2. How could you collapse `rincome` into a small set of categories?
3. Notice there are 9 groups (excluding other) in the `fct_lump` example above.
Why not 10?
(Hint: type `?fct_lump`, and find the default for the argument `other_level` is "Other".)
## Ordered factors {#sec-ordered-factors}
Before we continue, it's important to briefly mention a special type of factor: ordered factors.
Created with the `ordered()` function, ordered factors imply a strict ordering between levels, but don't specify anything about the magnitude of the differences between the levels.
You use ordered factors when you know there the levels are ranked, but there's no precise numerical ranking.
You can identify an ordered factor when its printed because it uses `<` symbols between the factor levels:
```{r}
ordered(c("a", "b", "c"))
```
In both base R and the tidyverse, ordered factors behave very similarly to regular factors.
There are only two places where you might notice different behavior:
- If you map an ordered factor to color or fill in ggplot2, it will default to `scale_color_viridis()`/`scale_fill_viridis()`, a color scale that implies a ranking.
- If you use an ordered predictor in a linear model, it will use "polynomial contrasts". These are mildly useful, but you are unlikely to have heard of them unless you have a PhD in Statistics, and even then you probably don't routinely interpret them. If you want to learn more, we recommend `vignette("contrasts", package = "faux")` by Lisa DeBruine.
For the purposes of this book, correctly distinguishing between regular and ordered factors is not particularly important.
More broadly, however, certain fields (particularly the social sciences) do use ordered factors extensively.
In these contexts, it's important to correctly identify them so that other analysis packages can offer the appropriate behavior.
## Summary
This chapter introduced you to the handy forcats package for working with factors, introducing you to the most commonly used functions.
forcats contains a wide range of other helpers that we didn't have space to discuss here, so whenever you're facing a factor analysis challenge that you haven't encountered before, I highly recommend skimming the [reference index](https://forcats.tidyverse.org/reference/index.html) to see if there's a canned function that can help solve your problem.
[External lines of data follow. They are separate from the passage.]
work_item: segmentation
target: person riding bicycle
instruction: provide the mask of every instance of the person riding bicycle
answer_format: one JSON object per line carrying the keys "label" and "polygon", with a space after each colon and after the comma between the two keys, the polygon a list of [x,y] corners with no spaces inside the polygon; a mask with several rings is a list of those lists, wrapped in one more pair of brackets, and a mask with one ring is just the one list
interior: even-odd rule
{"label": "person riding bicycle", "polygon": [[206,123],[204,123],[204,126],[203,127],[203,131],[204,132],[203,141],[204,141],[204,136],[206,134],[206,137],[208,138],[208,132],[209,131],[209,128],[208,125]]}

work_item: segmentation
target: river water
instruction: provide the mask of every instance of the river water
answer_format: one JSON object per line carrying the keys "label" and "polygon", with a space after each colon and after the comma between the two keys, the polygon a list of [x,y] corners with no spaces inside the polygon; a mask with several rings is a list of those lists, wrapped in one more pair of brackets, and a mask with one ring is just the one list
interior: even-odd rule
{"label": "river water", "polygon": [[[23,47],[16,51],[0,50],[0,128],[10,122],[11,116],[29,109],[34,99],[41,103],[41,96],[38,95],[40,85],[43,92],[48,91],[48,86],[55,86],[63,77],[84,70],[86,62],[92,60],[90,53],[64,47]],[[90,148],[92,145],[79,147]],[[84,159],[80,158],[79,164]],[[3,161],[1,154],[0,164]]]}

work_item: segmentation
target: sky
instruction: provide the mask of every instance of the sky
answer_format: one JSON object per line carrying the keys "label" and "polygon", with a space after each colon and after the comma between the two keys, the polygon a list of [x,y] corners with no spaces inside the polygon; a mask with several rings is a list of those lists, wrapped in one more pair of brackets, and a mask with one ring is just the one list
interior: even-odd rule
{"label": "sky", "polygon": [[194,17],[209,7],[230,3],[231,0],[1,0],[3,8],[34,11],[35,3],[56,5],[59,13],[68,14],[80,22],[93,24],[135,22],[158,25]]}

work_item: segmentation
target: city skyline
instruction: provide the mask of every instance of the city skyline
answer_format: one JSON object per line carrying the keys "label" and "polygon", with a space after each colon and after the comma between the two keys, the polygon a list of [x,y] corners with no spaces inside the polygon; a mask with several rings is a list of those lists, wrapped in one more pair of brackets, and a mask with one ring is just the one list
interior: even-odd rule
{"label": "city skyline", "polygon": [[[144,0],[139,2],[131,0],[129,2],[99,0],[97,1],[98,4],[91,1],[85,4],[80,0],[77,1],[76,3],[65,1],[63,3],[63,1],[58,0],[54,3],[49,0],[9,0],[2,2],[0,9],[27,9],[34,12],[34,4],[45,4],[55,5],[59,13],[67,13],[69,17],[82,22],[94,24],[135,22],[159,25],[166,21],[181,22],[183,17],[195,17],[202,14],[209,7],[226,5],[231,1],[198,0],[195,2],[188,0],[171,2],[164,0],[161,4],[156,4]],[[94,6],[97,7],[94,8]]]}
If you want to learn more about factors after reading this chapter, we recommend reading Amelia McNamara and Nicholas Horton's paper, [*Wrangling categorical data in R*](https://peerj.com/preprints/3163/).
This paper lays out some of the history discussed in [*stringsAsFactors: An unauthorized biography*](https://simplystatistics.org/posts/2015-07-24-stringsasfactors-an-unauthorized-biography/) and [*stringsAsFactors = \<sigh\>*](https://notstatschat.tumblr.com/post/124987394001/stringsasfactors-sigh), and compares the tidy approaches to categorical data outlined in this book with base R methods.
An early version of the paper helped motivate and scope the forcats package; thanks Amelia & Nick!
In the next chapter we'll switch gears to start learning about dates and times in R.
Dates and times seem deceptively simple, but as you'll soon see, the more you learn about them, the more complex they seem to get!